By Binu Paul email: email@example.com | Feb 06, 2013 07:56 AM EST
Come this Saturday, Microsoft Surface Pro will hit the shelves in the U. S. and Canada. The software giant has taken a different root this time, quite a slow move where it offers customers a chance to get their hands on its latest tablet and test the device in retail locations and in Microsoft's own stores.
As the early reviews suggest, Surface Pro is definitely a modern PC/tablet hybrid, rather a full-blown computer as Wired calls it that folds up into a tablet-sized package. As far as the specifications go, the tablet comes with an Intel Core i5-3317U processor with Intel HD Graphics, a 128GB SSD, 4GB of memory, and a 10.6-inch 1080p screen.
Surface Pro is undoubtedly a very compelling device for it runs full Windows 8 Pro and its great features; however, did Microsoft kill the charm by trying to be both a tablet and laptop at the same time? Let's see what experts have to say.
On the design front and overall look and feel, Wired writer Alexandra Chang terms the device "Very good, but not quite great" and rated it 7/10. "The Surface Pro is more well-constructed and thoughtfully designed than any of them. It's the best of the hybrids. The quality of the hardware, the performance, and the simplicity of the design make it a success," she writes. Surface Pro cannot be called a tablet, it is heavy and thick and it works better when propped up on a desk than resting on a knee, in a lap, on the couch.
The tablet comes in 64GB and 128GB models. The 64 GB has only 23 GB available and the 128 GB model offers just 83 GB. The rest is taken up by system files. When it comes to pricing, the feature-rich device comes with many hidden costs. Though the base price is $899 and a doubling of storage will run you $100 more, you will end up paying an extra $120 or $130 for Microsoft's Touch and Type covers respectively.

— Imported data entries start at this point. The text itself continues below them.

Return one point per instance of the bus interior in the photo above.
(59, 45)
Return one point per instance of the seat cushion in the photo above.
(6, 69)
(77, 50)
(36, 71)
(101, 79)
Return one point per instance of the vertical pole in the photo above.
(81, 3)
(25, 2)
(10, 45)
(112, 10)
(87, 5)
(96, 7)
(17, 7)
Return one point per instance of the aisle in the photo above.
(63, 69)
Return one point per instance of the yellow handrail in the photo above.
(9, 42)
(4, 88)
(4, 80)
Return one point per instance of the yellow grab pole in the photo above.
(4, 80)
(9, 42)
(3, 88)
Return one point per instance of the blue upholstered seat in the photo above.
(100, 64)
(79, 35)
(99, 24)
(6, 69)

Surface pro has a constrained battery life clocking in at around half the Surface RT's capacity. In testing the battery life, The Next Web notes that the tablet "run into the ground with less than four hours of video use; this is to say that having the device sit on a counter and play YouTube caused it expire in sub 240 minutes." - Not very impressive.
Surface Pro has a killer screen as it offers 10.6-inch Full HD 1980×1080 pixel resolution display. "Its screen is too good. Which is to say, its 1080p resolution is so dense on the 10.6-inch screen that desktop programs seem too small, too cramped," Gizmodo reports. The tablet is 4mm thicker, at 13.46mm compared to 9.3mm for the RT and is 0.5lb heaver, coming in at a hair under 2lb, ArsTechnica reviewed.
There is a single, full-sized USB 3.0 port on the left side of the device and a 3.5mm headphone jack. Suface Pro also has a microSDXC slot, a mini DisplayPort and a Cover port.
Surface Pro has dual 720p cameras which Engadget termed as 'pretty poor.' "Photos are incredibly full of noise and the sensor seems to be completely unable to manage contrast, resulting in images that are either totally washed out or far too dark. It's like anti-HDR," the review said.
"That it offers compatibility with the massive back-catalog of Windows apps gives this a strong leg up over the earlier Surface RT, but the thickness, heft and battery life are big marks against," Engadget concluded.
"The Surface Pro is a very cool device, in that it's neat to use, test, and generally tool around with. However, I cannot imagine making it my main work machine," TNW's Alex Wilhelm said."The Surface Pro is too much hybrid for its own good, losing to cheaper devices for each of its use cases, leaving it too expensive, and almost beached in its audacity. That said, the devices will find limited, but perhaps meaningful adoption in certain enterprise circles," Wilhelm wrapped up his review.